Microsoft.Extensions.AI: Foundation for .NET AI

Verified Mar 2026 Intermediate Original .NET 9 Microsoft.Extensions.AI 1.0.3 Microsoft.Extensions.AI.Abstractions 1.0.3
By Rajesh Mishra · Mar 11, 2026 · 12 min read
In 30 Seconds

Microsoft.Extensions.AI is the .NET abstraction layer for AI services. It defines IChatClient and IEmbeddingGenerator interfaces that all providers implement. It sits below Semantic Kernel in the stack, providing provider-agnostic AI access with native DI support. Supports middleware pipelines for logging, caching, rate limiting, and telemetry.

Why This Layer Exists

Before Microsoft.Extensions.AI, every AI provider in .NET had its own client library with its own API surface. Azure OpenAI used AzureOpenAIClient. OpenAI used OpenAIClient. Ollama used third-party libraries with completely different method signatures. Switching providers meant rewriting every call site.

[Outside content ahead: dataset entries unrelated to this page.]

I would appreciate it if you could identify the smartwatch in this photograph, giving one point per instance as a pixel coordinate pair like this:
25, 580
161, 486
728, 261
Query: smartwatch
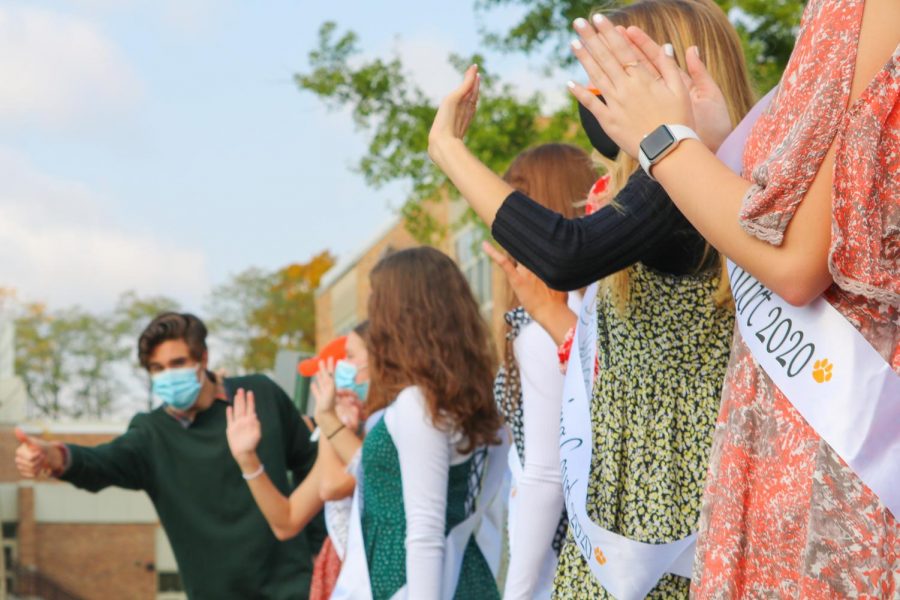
660, 142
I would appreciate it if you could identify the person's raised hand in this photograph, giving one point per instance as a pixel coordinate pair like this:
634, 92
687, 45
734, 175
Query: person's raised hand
641, 91
533, 294
455, 113
323, 388
243, 430
711, 117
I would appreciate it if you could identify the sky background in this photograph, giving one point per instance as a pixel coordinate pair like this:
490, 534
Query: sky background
162, 146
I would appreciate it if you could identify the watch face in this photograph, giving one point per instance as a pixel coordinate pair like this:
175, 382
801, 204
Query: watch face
655, 144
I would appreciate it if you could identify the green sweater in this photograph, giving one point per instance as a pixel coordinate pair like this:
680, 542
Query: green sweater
224, 547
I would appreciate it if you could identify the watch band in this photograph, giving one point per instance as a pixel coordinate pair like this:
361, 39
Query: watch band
678, 133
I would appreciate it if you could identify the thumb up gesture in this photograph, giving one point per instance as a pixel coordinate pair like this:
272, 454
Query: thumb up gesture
36, 457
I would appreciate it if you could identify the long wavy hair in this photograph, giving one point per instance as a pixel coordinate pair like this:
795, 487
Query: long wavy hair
425, 330
559, 177
686, 23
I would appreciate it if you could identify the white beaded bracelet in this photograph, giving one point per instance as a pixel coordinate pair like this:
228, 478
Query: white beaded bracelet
254, 474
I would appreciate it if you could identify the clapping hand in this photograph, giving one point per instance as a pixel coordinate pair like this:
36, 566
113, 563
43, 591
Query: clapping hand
455, 113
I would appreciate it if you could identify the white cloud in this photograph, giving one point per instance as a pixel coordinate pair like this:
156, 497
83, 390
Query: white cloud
60, 246
59, 71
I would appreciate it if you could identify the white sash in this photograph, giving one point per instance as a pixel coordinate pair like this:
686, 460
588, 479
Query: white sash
353, 582
625, 568
827, 370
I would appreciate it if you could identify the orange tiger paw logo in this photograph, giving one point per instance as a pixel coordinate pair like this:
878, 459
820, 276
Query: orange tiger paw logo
822, 370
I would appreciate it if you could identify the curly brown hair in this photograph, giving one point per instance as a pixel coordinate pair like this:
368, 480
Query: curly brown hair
425, 330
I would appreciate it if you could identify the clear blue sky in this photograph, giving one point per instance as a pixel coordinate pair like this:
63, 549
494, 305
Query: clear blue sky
161, 145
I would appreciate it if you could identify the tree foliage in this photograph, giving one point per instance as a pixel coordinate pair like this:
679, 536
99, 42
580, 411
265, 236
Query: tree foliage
257, 313
73, 362
397, 115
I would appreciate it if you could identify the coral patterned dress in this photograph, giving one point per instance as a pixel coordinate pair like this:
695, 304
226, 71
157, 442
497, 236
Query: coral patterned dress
783, 515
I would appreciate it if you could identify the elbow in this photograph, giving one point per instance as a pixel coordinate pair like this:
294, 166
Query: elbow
283, 534
800, 284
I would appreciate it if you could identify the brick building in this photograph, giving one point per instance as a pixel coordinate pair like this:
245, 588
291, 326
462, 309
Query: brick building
343, 294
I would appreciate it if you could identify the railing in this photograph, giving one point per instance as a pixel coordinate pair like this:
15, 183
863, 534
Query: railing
31, 583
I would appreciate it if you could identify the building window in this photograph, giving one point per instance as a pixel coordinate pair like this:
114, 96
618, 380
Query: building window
168, 581
476, 266
10, 532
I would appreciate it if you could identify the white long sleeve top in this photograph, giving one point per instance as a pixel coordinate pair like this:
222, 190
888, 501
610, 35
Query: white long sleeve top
426, 454
539, 496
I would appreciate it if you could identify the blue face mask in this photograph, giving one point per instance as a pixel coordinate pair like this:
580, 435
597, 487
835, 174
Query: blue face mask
178, 388
345, 379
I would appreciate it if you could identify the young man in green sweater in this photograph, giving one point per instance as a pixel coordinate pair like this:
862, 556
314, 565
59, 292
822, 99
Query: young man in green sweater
179, 455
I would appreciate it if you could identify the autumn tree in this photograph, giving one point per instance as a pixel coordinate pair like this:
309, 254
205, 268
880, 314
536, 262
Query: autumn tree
386, 102
256, 313
79, 364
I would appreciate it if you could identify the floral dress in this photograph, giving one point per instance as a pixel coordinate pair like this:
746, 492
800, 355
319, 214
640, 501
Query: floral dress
783, 515
653, 409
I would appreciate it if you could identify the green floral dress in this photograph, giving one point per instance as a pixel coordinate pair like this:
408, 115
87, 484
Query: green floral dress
655, 401
384, 520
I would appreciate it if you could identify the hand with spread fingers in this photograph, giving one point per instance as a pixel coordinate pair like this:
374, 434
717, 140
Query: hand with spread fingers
641, 91
546, 306
243, 430
455, 113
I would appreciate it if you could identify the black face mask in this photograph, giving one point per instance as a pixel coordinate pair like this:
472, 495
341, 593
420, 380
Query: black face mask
599, 140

Microsoft.Extensions.AI solves this the same way ILogger solved logging — by defining a common interface that all providers implement. You program against IChatClient, register the provider in DI, and swap implementations without changing your business code.

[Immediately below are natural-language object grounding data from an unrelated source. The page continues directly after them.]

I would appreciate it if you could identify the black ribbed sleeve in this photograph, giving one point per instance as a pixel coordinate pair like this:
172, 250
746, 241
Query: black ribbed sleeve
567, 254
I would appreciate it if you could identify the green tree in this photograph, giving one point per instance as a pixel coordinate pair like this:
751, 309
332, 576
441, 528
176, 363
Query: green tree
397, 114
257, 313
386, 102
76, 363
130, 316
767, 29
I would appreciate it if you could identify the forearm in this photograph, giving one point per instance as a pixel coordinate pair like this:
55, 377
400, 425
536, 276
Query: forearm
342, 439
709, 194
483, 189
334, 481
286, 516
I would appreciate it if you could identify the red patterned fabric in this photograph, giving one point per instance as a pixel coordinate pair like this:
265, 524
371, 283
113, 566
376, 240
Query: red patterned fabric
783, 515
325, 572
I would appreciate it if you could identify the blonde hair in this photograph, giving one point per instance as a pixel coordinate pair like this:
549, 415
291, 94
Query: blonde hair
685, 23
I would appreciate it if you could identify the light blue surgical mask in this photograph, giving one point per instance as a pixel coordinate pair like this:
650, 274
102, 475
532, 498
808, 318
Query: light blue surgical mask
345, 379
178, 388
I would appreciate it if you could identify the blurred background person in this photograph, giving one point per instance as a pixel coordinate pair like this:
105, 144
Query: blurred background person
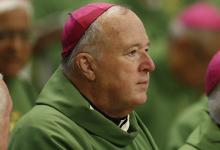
195, 38
15, 51
179, 81
5, 110
200, 138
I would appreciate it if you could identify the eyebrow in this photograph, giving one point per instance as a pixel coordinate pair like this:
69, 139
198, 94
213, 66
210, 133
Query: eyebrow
139, 45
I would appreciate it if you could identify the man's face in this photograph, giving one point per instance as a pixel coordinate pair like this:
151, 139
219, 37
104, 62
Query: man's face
14, 43
123, 69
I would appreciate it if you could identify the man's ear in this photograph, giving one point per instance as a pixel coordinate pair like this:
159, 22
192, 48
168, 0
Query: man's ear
86, 65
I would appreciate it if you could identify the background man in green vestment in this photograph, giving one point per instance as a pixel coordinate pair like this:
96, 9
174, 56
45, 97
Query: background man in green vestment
15, 50
5, 110
194, 41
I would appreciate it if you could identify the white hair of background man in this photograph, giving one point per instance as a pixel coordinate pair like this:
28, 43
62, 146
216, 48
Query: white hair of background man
214, 104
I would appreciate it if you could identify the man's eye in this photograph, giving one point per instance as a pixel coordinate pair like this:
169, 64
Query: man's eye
132, 53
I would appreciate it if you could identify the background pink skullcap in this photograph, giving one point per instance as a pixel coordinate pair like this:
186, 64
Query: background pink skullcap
201, 15
213, 73
78, 22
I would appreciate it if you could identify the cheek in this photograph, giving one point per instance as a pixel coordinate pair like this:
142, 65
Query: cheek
25, 54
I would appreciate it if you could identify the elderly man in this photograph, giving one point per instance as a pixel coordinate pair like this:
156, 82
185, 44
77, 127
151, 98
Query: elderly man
15, 50
5, 110
88, 103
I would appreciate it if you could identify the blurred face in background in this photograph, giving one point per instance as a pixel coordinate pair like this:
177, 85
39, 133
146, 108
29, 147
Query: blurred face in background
189, 56
14, 41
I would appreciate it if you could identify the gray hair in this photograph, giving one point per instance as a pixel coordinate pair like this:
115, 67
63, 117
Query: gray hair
214, 104
94, 35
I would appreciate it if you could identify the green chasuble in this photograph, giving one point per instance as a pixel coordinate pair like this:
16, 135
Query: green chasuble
186, 123
205, 137
23, 96
62, 119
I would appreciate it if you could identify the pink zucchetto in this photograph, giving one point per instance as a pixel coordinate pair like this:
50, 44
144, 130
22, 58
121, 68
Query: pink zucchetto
78, 22
213, 73
201, 15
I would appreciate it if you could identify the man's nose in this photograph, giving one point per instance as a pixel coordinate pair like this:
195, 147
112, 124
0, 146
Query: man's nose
147, 64
16, 43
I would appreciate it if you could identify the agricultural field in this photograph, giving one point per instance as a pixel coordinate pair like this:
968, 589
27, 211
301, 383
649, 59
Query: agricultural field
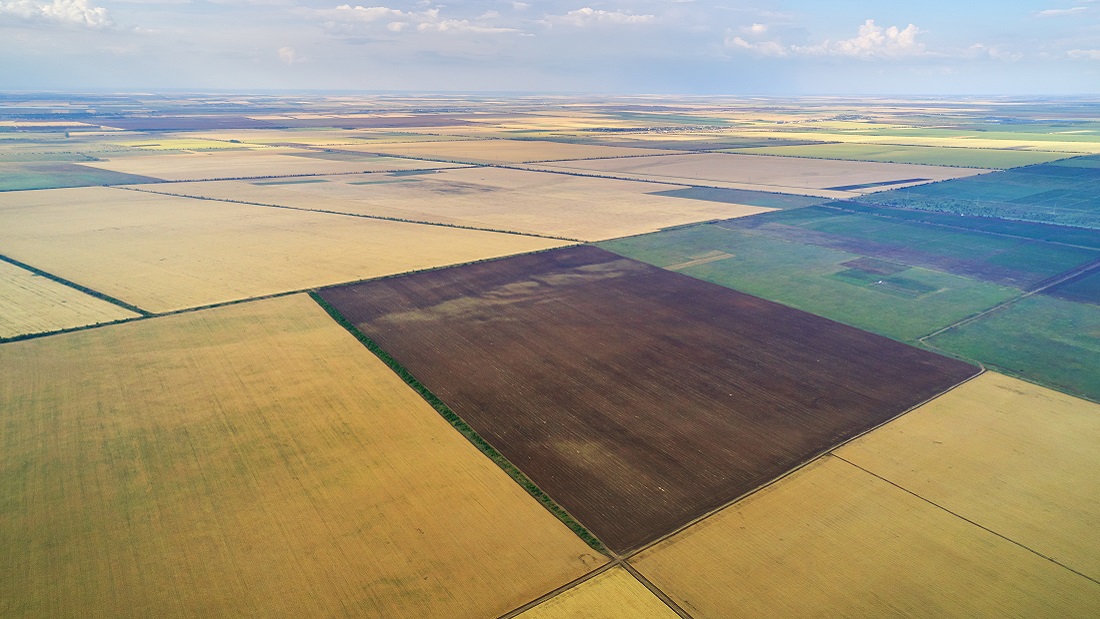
614, 594
1041, 338
504, 151
884, 297
32, 304
923, 155
790, 175
251, 460
267, 162
163, 253
531, 202
58, 174
557, 360
832, 540
1012, 456
1064, 192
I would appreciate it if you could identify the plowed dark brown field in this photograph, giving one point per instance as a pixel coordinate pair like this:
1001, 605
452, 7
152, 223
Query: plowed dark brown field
638, 398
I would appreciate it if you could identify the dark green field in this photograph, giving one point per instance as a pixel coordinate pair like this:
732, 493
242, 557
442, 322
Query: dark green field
1063, 192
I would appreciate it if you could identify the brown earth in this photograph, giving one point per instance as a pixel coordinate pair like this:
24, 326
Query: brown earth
638, 398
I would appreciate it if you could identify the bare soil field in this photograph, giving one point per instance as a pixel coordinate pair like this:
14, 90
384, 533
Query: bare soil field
163, 253
834, 541
249, 164
506, 151
613, 595
1013, 456
769, 174
251, 461
553, 205
32, 304
636, 397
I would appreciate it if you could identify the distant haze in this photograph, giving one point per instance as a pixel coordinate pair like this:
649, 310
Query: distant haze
688, 46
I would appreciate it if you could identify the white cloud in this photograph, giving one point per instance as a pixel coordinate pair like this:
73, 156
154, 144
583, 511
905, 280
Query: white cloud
871, 41
1087, 54
1055, 12
587, 17
72, 12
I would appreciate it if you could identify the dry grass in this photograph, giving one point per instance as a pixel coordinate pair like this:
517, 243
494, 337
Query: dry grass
767, 174
613, 595
834, 541
32, 304
251, 461
1015, 457
249, 164
162, 253
504, 151
554, 205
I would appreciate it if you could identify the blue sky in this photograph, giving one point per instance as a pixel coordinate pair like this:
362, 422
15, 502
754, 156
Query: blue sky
685, 46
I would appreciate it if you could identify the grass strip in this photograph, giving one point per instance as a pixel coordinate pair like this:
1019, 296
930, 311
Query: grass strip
464, 428
76, 286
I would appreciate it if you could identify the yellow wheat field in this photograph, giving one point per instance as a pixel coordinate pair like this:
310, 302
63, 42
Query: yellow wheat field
251, 461
504, 151
768, 174
613, 595
832, 540
32, 304
270, 162
163, 253
554, 205
1015, 457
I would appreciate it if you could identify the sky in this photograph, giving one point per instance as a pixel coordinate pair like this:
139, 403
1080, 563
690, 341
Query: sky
771, 47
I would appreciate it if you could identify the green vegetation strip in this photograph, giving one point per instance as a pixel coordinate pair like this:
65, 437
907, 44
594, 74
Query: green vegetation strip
76, 286
463, 428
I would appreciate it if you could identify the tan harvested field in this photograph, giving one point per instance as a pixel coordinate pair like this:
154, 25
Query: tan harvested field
832, 540
163, 253
554, 205
505, 151
613, 595
1015, 457
32, 304
820, 177
271, 162
251, 461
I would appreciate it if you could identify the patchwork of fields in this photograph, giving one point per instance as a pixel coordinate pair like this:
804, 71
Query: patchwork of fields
824, 361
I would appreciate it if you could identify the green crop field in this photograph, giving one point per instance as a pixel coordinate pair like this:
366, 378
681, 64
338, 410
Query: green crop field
927, 155
906, 305
1051, 341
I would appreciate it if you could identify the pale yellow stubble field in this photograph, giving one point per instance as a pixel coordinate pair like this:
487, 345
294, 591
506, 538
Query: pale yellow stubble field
251, 461
32, 304
613, 595
768, 174
163, 253
556, 205
268, 162
832, 540
504, 151
1015, 457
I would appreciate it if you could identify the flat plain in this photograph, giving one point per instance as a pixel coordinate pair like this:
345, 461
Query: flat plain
594, 373
532, 202
832, 540
614, 594
1010, 455
164, 253
251, 461
32, 304
829, 178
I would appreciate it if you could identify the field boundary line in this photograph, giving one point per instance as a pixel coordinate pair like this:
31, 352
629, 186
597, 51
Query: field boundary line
464, 428
964, 518
361, 216
630, 554
75, 286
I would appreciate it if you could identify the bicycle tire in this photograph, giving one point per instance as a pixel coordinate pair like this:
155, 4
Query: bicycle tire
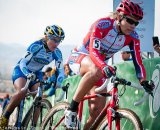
27, 119
56, 113
127, 114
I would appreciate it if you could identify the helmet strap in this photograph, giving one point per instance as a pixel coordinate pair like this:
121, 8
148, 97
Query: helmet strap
45, 46
119, 23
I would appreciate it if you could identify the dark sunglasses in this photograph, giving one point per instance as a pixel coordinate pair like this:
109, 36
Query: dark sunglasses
130, 21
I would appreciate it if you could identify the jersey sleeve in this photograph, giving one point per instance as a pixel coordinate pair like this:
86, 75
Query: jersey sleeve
137, 60
59, 67
33, 48
95, 44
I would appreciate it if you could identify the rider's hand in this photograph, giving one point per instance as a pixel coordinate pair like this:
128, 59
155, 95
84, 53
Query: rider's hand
31, 76
109, 71
148, 85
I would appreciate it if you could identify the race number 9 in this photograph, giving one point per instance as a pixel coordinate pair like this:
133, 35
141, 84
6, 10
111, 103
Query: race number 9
96, 44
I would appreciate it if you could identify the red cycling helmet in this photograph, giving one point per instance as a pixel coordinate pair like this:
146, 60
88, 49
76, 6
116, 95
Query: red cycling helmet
131, 9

Where It Sits in the Stack

Your Application CodeMicrosoft.Extensions.AIIChatClient · IEmbeddingGeneratorSemantic Kernel (optional)Plugins · Memory · PlanningMicrosoft Agent Framework (optional)Agents · Orchestration · MCPAzure OpenAI / OpenAI / Ollama provider calls
Microsoft.Extensions.AI is the abstraction layer. If you only need chat or embeddings, stop at IChatClient — SK and Agent Framework are optional orchestration layers on top.

If you only need chat completion or embedding generation, Microsoft.Extensions.AI is all you need. SK and Agent Framework are additional layers that add orchestration and agent capabilities on top.

The Two Core Interfaces

IChatClient

The interface for text generation — chat, completion, reasoning:

public interface IChatClient : IDisposable
{
    Task<ChatResponse> GetResponseAsync(
        IEnumerable<ChatMessage> messages,
        ChatOptions? options = null,
        CancellationToken cancellationToken = default);

    IAsyncEnumerable<ChatResponseUpdate> GetStreamingResponseAsync(
        IEnumerable<ChatMessage> messages,
        ChatOptions? options = null,
        CancellationToken cancellationToken = default);

    ChatClientMetadata Metadata { get; }
}

Two methods — synchronous completion and streaming. That’s the entire contract.

IEmbeddingGenerator

The interface for vector embeddings:

public interface IEmbeddingGenerator<TInput, TEmbedding> : IDisposable
    where TEmbedding : Embedding
{
    Task<GeneratedEmbeddings<TEmbedding>> GenerateAsync(
        IEnumerable<TInput> values,
        EmbeddingGenerationOptions? options = null,
        CancellationToken cancellationToken = default);
}

Turns text (or other inputs) into vectors. Used by RAG systems, semantic search, and memory stores.

Getting Started

Install the package:

dotnet add package Microsoft.Extensions.AI

For Azure OpenAI:

dotnet add package Azure.AI.OpenAI

Basic Chat Completion

using Azure.AI.OpenAI;
using Microsoft.Extensions.AI;

IChatClient client = new AzureOpenAIClient(
    new Uri(Environment.GetEnvironmentVariable("AZURE_OPENAI_ENDPOINT")!),
    new System.ClientModel.ApiKeyCredential(
        Environment.GetEnvironmentVariable("AZURE_OPENAI_KEY")!))
    .GetChatClient("chat-deployment")
    .AsIChatClient();

var response = await client.GetResponseAsync("What is dependency injection?");
Console.WriteLine(response.Text);

The key method is .AsIChatClient() — it wraps the provider-specific client in the IChatClient interface.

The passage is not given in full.